Malware detection via (something like) Google Safe Browsing

filecoin-saturn / L1-node

Filecoin Saturn L1 Node • The edge cache layer of Filecoin's decentralized CDN 🪐

Other

144 stars 50 forks source link

Malware detection via (something like) Google Safe Browsing #478

Open vorburger opened 1 year ago

vorburger commented 1 year ago

In #477 I have noticed that apparently some ISPs (mine) block (some URLs related to) Saturn, now.

I (vaguely) remember that there was a blocklist of bad CIDs somewhere, but apparently it's not enough for overzealous ISP.

Does this project have any plans to add more filtering to weed out CIDs hosting e.g. phishing content?

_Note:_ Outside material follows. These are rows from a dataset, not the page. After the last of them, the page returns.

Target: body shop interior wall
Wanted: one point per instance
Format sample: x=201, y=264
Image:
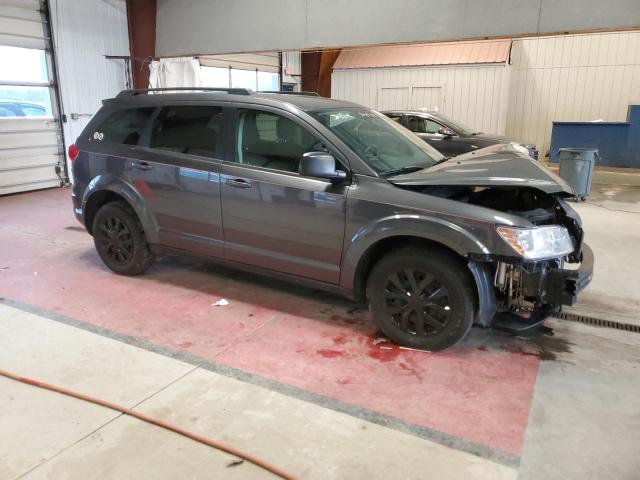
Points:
x=193, y=27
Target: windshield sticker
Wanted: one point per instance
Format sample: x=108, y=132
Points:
x=336, y=119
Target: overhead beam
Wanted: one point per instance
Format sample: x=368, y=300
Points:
x=196, y=27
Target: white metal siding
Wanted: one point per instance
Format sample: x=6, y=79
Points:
x=29, y=146
x=475, y=95
x=571, y=78
x=84, y=32
x=29, y=151
x=21, y=24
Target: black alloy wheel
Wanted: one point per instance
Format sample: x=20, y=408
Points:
x=417, y=302
x=120, y=239
x=116, y=240
x=422, y=297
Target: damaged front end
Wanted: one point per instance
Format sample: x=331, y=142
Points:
x=550, y=263
x=538, y=261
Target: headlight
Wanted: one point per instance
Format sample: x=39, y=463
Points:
x=538, y=243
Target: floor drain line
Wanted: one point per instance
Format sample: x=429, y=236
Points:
x=599, y=322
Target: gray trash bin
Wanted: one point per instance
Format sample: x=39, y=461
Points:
x=576, y=168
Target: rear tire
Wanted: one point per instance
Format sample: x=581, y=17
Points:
x=120, y=240
x=422, y=298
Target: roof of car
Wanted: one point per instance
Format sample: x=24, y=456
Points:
x=303, y=101
x=410, y=112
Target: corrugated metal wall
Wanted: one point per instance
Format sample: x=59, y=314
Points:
x=475, y=95
x=571, y=78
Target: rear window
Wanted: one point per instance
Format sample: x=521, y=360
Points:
x=194, y=130
x=124, y=126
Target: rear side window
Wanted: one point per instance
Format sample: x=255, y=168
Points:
x=124, y=126
x=195, y=130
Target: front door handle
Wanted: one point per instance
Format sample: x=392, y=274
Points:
x=238, y=182
x=142, y=166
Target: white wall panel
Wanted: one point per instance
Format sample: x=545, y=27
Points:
x=475, y=95
x=84, y=32
x=21, y=24
x=571, y=78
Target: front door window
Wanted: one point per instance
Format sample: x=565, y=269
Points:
x=272, y=141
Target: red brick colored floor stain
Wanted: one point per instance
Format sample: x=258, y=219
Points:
x=286, y=333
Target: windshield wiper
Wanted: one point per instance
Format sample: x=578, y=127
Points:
x=442, y=160
x=401, y=170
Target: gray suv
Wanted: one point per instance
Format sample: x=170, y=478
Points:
x=335, y=196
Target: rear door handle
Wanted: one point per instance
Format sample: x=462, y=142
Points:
x=238, y=182
x=142, y=166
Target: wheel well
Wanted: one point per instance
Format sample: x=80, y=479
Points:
x=381, y=248
x=97, y=201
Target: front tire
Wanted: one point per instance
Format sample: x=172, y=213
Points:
x=422, y=298
x=120, y=240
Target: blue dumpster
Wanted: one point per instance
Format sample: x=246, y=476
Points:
x=576, y=168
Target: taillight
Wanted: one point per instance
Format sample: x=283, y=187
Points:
x=73, y=152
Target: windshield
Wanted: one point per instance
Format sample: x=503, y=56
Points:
x=457, y=126
x=383, y=144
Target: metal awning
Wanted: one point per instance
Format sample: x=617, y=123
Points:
x=425, y=54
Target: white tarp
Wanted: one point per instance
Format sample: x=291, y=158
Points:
x=175, y=72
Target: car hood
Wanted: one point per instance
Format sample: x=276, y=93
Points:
x=499, y=165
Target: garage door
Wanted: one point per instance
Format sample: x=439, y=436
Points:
x=30, y=138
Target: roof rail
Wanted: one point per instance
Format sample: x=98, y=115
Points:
x=139, y=91
x=306, y=94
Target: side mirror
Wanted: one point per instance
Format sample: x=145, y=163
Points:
x=446, y=132
x=320, y=165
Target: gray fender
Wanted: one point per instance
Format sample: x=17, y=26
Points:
x=430, y=228
x=133, y=197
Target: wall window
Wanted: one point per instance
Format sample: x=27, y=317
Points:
x=124, y=126
x=189, y=129
x=27, y=66
x=268, y=81
x=272, y=141
x=423, y=125
x=244, y=79
x=217, y=77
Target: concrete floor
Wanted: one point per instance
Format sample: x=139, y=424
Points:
x=293, y=376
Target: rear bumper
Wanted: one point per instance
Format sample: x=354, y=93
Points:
x=77, y=208
x=562, y=286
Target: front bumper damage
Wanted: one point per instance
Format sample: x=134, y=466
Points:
x=539, y=290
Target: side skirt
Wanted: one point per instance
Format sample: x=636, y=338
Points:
x=305, y=282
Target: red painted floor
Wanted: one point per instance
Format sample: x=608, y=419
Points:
x=286, y=333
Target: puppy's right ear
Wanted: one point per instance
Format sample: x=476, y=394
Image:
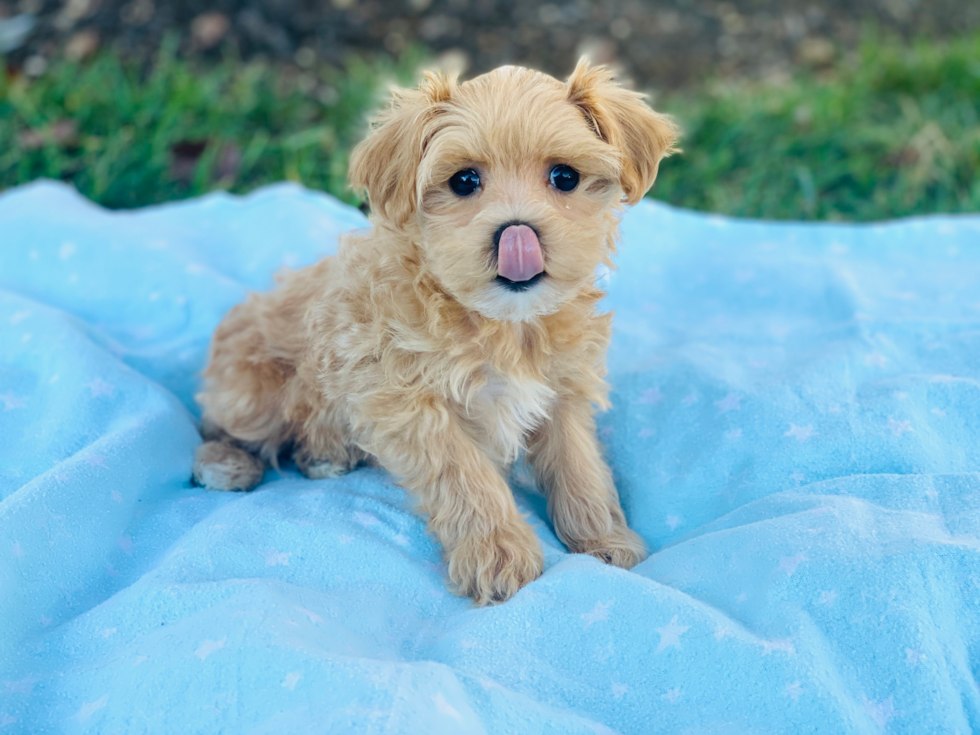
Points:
x=386, y=162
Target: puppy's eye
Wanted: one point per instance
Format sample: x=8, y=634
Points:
x=564, y=178
x=465, y=182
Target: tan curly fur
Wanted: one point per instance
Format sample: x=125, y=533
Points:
x=403, y=350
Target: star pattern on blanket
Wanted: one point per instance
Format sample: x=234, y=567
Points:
x=731, y=402
x=789, y=564
x=800, y=433
x=651, y=396
x=670, y=634
x=208, y=647
x=703, y=393
x=599, y=613
x=100, y=387
x=275, y=558
x=12, y=401
x=22, y=686
x=881, y=712
x=899, y=427
x=88, y=709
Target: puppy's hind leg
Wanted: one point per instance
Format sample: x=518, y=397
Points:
x=220, y=465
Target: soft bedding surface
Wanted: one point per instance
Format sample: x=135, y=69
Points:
x=795, y=433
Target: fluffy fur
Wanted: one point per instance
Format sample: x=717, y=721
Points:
x=403, y=350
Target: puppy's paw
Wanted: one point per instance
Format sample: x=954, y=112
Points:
x=491, y=569
x=222, y=466
x=621, y=548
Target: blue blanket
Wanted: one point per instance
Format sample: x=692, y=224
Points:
x=795, y=433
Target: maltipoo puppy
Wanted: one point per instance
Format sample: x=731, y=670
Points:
x=462, y=328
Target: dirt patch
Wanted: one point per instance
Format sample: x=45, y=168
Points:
x=667, y=44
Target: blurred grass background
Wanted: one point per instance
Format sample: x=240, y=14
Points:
x=893, y=131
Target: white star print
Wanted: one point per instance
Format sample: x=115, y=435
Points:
x=275, y=558
x=99, y=387
x=800, y=433
x=913, y=656
x=90, y=708
x=209, y=647
x=126, y=544
x=314, y=618
x=731, y=402
x=828, y=598
x=789, y=564
x=599, y=612
x=24, y=686
x=366, y=519
x=670, y=634
x=651, y=396
x=780, y=644
x=899, y=427
x=881, y=712
x=445, y=708
x=619, y=690
x=12, y=401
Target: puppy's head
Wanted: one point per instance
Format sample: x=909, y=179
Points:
x=512, y=180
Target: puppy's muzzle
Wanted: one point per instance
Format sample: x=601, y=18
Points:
x=520, y=262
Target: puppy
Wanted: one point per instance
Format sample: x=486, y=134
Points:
x=462, y=328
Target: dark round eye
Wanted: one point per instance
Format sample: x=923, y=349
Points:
x=564, y=178
x=465, y=182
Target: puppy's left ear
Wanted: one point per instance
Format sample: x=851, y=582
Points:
x=621, y=118
x=385, y=164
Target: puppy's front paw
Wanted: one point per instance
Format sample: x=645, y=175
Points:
x=621, y=548
x=491, y=568
x=221, y=466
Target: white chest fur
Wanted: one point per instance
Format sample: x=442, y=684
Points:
x=506, y=409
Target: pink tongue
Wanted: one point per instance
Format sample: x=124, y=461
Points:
x=519, y=254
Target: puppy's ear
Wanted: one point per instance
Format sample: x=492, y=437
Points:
x=385, y=163
x=621, y=118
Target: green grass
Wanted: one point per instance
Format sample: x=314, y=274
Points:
x=127, y=136
x=894, y=132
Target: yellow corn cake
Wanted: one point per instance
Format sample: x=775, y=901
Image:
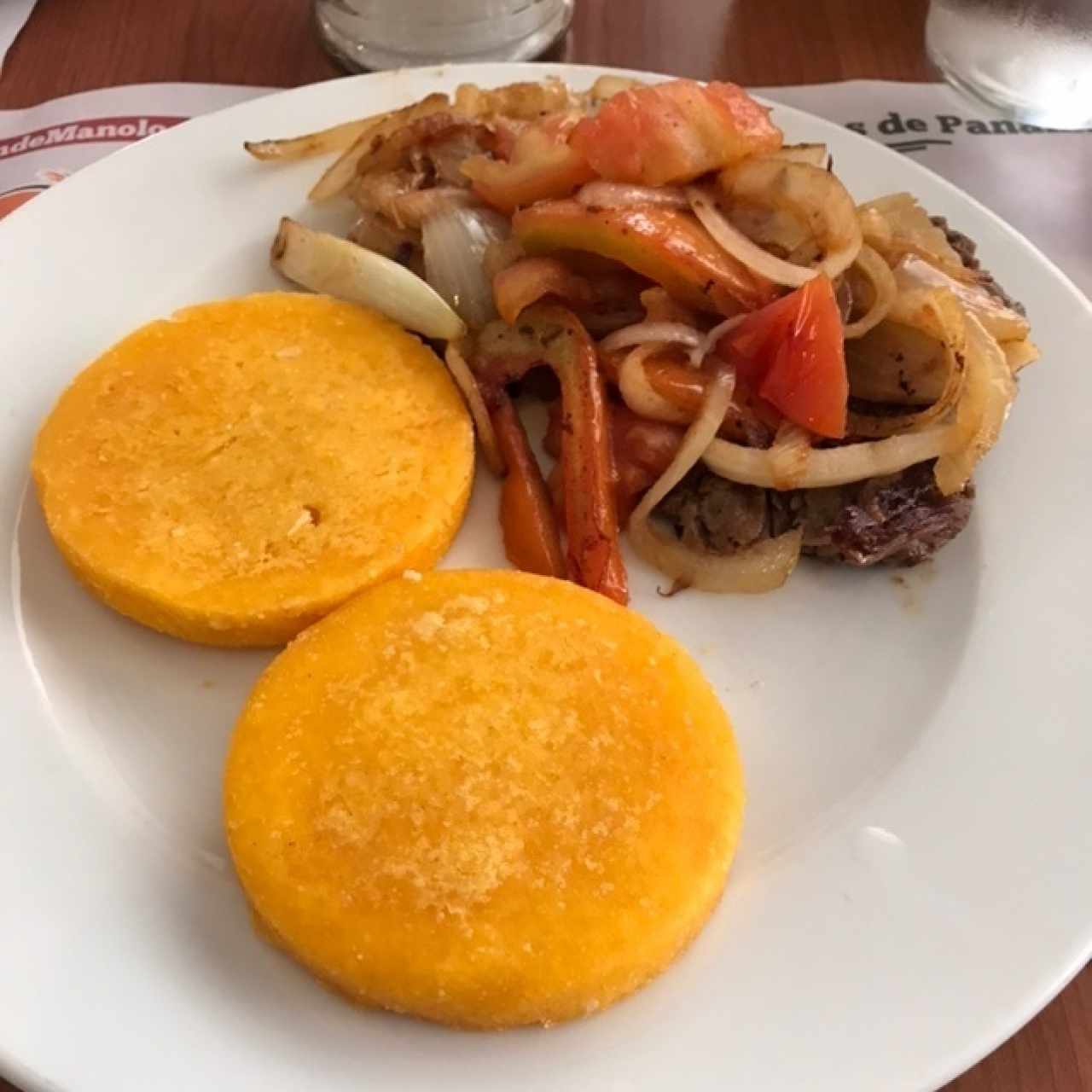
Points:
x=484, y=799
x=233, y=473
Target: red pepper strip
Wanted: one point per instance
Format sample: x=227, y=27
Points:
x=532, y=542
x=552, y=334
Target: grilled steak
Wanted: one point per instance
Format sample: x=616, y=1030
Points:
x=901, y=519
x=966, y=247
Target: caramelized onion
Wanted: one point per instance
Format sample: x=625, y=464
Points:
x=759, y=568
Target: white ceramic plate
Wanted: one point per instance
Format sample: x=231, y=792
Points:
x=915, y=878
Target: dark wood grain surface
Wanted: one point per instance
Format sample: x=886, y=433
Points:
x=78, y=45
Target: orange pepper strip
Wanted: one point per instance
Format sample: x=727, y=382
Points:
x=532, y=542
x=666, y=246
x=552, y=334
x=529, y=280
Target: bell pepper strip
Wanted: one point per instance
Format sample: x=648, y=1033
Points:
x=792, y=353
x=542, y=165
x=642, y=451
x=664, y=245
x=532, y=542
x=552, y=334
x=673, y=132
x=749, y=420
x=529, y=280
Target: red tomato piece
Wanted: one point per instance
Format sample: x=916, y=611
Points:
x=674, y=131
x=792, y=351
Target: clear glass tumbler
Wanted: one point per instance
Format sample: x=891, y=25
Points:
x=1031, y=59
x=382, y=34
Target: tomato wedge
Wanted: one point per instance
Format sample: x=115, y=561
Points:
x=542, y=165
x=674, y=131
x=792, y=351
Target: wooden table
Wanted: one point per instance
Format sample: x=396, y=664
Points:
x=69, y=47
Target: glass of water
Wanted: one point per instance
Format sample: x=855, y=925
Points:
x=382, y=34
x=1032, y=59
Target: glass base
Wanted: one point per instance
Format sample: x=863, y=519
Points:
x=355, y=55
x=1042, y=117
x=1031, y=62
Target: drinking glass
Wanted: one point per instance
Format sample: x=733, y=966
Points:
x=1031, y=59
x=380, y=34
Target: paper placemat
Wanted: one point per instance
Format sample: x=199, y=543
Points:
x=1038, y=180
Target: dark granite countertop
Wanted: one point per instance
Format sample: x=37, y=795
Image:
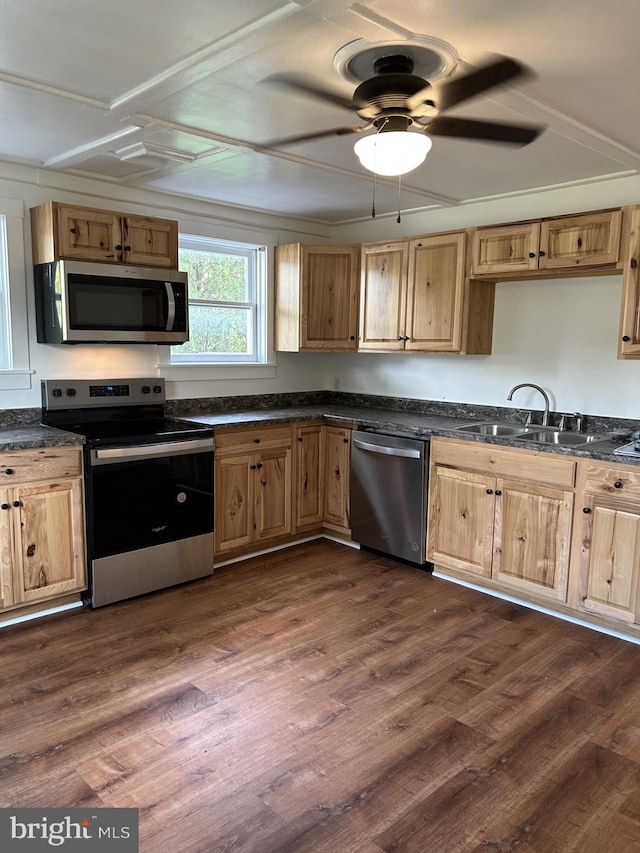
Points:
x=27, y=436
x=419, y=424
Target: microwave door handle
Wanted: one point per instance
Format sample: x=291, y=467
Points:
x=171, y=306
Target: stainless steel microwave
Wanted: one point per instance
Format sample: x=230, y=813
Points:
x=82, y=302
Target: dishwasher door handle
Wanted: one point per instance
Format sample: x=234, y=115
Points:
x=387, y=451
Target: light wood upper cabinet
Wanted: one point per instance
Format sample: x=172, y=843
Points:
x=606, y=568
x=253, y=487
x=316, y=297
x=561, y=243
x=629, y=339
x=42, y=552
x=505, y=515
x=383, y=294
x=83, y=233
x=415, y=296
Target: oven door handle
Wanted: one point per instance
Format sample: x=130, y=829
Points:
x=149, y=451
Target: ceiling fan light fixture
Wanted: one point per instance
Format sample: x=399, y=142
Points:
x=394, y=152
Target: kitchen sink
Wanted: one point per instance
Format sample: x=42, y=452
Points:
x=562, y=439
x=489, y=428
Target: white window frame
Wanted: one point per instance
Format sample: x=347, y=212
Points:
x=15, y=373
x=174, y=366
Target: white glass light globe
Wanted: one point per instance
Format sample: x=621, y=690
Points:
x=394, y=152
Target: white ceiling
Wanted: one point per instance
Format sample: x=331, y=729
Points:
x=109, y=90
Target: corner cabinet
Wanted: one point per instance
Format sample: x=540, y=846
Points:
x=253, y=482
x=86, y=234
x=415, y=296
x=316, y=298
x=557, y=244
x=502, y=515
x=42, y=552
x=606, y=571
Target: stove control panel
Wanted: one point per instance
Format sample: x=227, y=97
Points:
x=88, y=393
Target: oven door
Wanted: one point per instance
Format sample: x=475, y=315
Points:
x=149, y=517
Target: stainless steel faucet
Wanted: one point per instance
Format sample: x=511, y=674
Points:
x=545, y=414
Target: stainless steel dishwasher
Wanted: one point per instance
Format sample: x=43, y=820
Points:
x=389, y=493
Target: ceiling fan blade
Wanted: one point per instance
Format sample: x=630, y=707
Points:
x=304, y=86
x=466, y=128
x=475, y=82
x=321, y=134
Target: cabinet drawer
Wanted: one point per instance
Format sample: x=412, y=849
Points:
x=46, y=463
x=517, y=464
x=611, y=480
x=252, y=440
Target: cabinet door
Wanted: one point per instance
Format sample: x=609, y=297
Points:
x=506, y=248
x=309, y=497
x=629, y=344
x=273, y=482
x=532, y=538
x=338, y=461
x=48, y=540
x=6, y=555
x=383, y=296
x=234, y=498
x=435, y=293
x=610, y=558
x=90, y=235
x=150, y=242
x=592, y=239
x=461, y=519
x=329, y=318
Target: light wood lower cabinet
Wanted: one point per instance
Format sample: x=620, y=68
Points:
x=253, y=477
x=337, y=488
x=42, y=553
x=605, y=580
x=503, y=515
x=323, y=458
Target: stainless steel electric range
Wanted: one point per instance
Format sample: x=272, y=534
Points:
x=148, y=484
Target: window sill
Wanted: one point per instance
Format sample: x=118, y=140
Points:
x=207, y=372
x=15, y=380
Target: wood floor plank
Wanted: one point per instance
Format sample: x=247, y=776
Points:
x=326, y=700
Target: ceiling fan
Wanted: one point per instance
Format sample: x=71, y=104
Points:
x=395, y=99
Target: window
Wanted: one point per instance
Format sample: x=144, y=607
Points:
x=227, y=302
x=14, y=346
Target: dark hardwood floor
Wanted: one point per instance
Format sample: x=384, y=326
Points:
x=325, y=699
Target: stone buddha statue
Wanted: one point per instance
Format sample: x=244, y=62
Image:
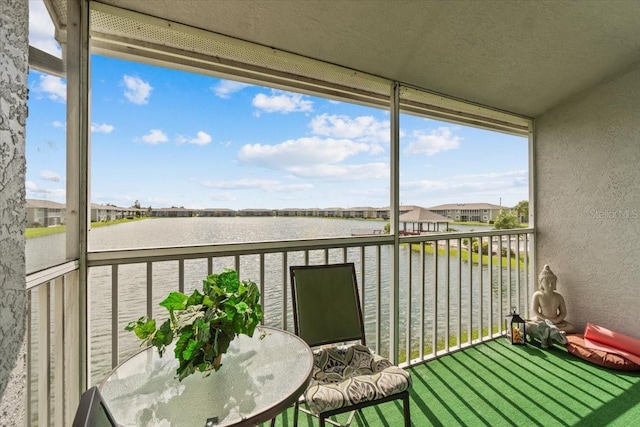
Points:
x=549, y=310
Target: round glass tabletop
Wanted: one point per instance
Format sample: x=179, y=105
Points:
x=259, y=378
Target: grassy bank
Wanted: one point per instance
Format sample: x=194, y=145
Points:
x=475, y=259
x=33, y=232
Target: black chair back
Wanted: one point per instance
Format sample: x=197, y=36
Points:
x=93, y=411
x=326, y=304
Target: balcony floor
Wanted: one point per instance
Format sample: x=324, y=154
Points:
x=497, y=384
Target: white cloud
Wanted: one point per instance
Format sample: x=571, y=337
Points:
x=361, y=128
x=343, y=172
x=101, y=128
x=50, y=176
x=42, y=30
x=440, y=139
x=241, y=184
x=137, y=90
x=226, y=88
x=155, y=136
x=282, y=102
x=301, y=152
x=464, y=187
x=54, y=86
x=32, y=189
x=257, y=184
x=203, y=138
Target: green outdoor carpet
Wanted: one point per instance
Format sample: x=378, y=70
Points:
x=497, y=384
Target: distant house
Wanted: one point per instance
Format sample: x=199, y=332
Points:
x=256, y=212
x=359, y=212
x=420, y=220
x=45, y=213
x=173, y=212
x=331, y=212
x=218, y=212
x=463, y=212
x=291, y=212
x=106, y=212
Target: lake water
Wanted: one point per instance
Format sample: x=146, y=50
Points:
x=190, y=231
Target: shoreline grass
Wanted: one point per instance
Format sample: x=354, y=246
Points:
x=34, y=232
x=453, y=252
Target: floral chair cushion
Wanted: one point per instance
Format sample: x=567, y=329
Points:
x=345, y=376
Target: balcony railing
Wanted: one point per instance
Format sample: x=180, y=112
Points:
x=450, y=296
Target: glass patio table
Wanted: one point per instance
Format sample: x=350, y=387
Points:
x=259, y=378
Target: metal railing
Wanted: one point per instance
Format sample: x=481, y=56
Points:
x=454, y=291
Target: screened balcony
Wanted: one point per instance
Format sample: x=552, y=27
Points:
x=572, y=95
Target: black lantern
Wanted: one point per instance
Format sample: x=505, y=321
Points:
x=515, y=328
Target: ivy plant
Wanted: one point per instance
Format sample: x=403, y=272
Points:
x=204, y=323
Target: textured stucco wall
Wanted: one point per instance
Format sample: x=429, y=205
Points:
x=587, y=157
x=13, y=113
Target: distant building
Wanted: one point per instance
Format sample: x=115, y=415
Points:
x=256, y=212
x=217, y=212
x=44, y=213
x=360, y=212
x=174, y=213
x=421, y=220
x=463, y=212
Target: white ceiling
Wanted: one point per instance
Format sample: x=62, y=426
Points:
x=519, y=56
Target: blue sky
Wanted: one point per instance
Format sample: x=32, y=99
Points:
x=170, y=138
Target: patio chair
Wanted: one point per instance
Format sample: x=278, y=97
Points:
x=93, y=411
x=347, y=376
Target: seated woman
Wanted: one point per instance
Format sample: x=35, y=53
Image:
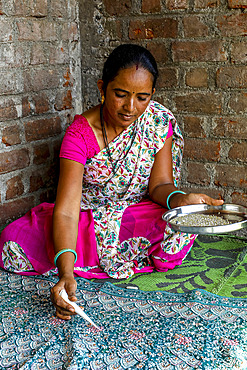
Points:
x=119, y=172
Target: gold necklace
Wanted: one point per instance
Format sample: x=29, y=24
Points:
x=114, y=165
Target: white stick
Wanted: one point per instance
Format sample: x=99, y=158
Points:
x=78, y=310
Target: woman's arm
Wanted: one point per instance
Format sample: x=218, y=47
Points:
x=161, y=183
x=65, y=229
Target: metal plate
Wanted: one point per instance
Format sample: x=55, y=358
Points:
x=236, y=216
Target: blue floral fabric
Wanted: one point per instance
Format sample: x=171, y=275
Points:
x=138, y=330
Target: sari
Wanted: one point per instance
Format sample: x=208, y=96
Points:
x=120, y=230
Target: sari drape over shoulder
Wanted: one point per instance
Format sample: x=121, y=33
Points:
x=120, y=231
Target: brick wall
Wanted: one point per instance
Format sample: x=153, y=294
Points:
x=39, y=93
x=200, y=46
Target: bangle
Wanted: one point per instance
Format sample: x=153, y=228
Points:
x=63, y=251
x=169, y=196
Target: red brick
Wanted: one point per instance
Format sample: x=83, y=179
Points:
x=198, y=51
x=41, y=102
x=11, y=135
x=167, y=77
x=239, y=198
x=159, y=51
x=232, y=77
x=42, y=128
x=151, y=6
x=68, y=78
x=177, y=4
x=193, y=127
x=41, y=153
x=1, y=13
x=26, y=107
x=204, y=150
x=38, y=54
x=59, y=8
x=117, y=7
x=32, y=30
x=10, y=82
x=114, y=28
x=39, y=8
x=238, y=102
x=48, y=195
x=153, y=28
x=49, y=31
x=14, y=160
x=238, y=152
x=8, y=110
x=22, y=55
x=229, y=175
x=235, y=4
x=73, y=32
x=232, y=25
x=10, y=211
x=209, y=103
x=29, y=30
x=41, y=79
x=36, y=182
x=6, y=31
x=7, y=55
x=197, y=174
x=202, y=4
x=238, y=52
x=15, y=187
x=20, y=7
x=59, y=54
x=63, y=100
x=233, y=127
x=194, y=27
x=197, y=77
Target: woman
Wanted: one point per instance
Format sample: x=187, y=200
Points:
x=119, y=171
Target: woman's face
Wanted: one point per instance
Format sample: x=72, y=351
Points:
x=127, y=96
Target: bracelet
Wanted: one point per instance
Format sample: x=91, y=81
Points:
x=63, y=251
x=169, y=196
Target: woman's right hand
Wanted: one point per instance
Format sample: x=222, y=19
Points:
x=63, y=309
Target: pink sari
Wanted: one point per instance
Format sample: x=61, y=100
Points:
x=120, y=231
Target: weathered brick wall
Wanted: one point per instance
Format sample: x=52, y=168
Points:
x=39, y=93
x=201, y=49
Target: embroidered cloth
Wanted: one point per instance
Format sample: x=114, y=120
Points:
x=138, y=330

It occured to me that (something like) Google Safe Browsing https://developers.google.com/safe-browsing/ (which has a publicly availabe API) could be potentially be of interest to integrate.

Just a thought and for discussion.

willscott commented 1 year ago

there is no user-generated content served from 'orchestrator.strn.pl'. It is only used for L1 registration / communications. As such, something like safe browsing would not help with an overzealous ISP blocking of the form you have encountered.

vorburger commented 1 year ago

@willscott right... I see. Let's forget what specifically got me thinking about and triggered me to create this issue initially.

More generally, would Saturn benefit from some form of more "dynamic" CID blocking for malware detecting than only the current denylist.conf?

If there is interest, I'm not sure how one would go about this... completely dynamic may slow down retrieval? But you could image doing some offline batch analysis to regularly update a block list?

Perhaps this issue could serve for discussion of this more general underlying idea.

willscott commented 1 year ago

There are already a couple factors that help mitigate the abuse potential of an L1 node.

As an initial dynamic mitigation, L1s do not serve content from the combined/community-maintained https://badbits.dwebops.pub/

In addition, L1s do not serve content directly. This should both limit the risk of getting flagged for serving e.g. malware or phishing content, but is also done for client protection - getting content from an L1 requires content software that verifies that the data received matches the CID that was requested.